Meditate on what God teaches in His Word concerning loving God and serving God, not as though you could do so with your head but not your heart–but as though you were a whole person, a being incapable of being dissected into parts. God hated those who believed they could worship with their lips yet their heart was far from Him. We either love, or do not; we worship or we do not; there is not “well I love Him in my mind but not in my…”

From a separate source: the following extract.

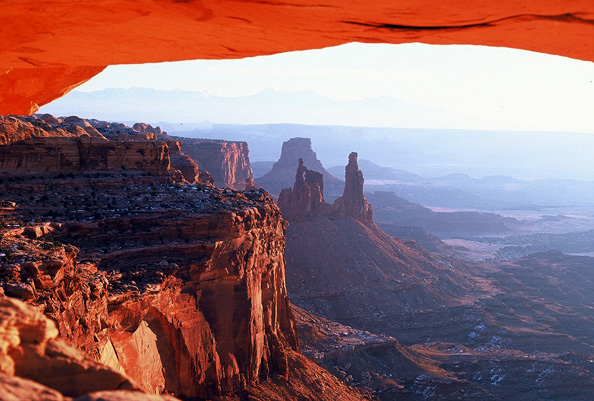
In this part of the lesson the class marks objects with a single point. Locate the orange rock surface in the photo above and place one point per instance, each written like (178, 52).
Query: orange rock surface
(50, 46)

“When He, the Spirit of truth, comes, He will guide you into all the truth; for He will not speak on His own initiative, but whatever He hears, He will speak; and he will disclose to you what is to come. He will glorify Me, for He will take of Mine and will disclose it to you. Al things that the Father has are Mine; therefore I said that he takes of Mine and will disclose it to you.”
John 16:13-15
Notice the oneness of the Triune God, oneness in purpose, in knowledge, in revealing knowledge, in act and being. Look for this oneness of the Trinity as you read, you will be delighted! Look for this especially as you ponder the Incarnation, Resurrection, Ascension, Pentecost, and whether Jesus accomplished anything on your behalf.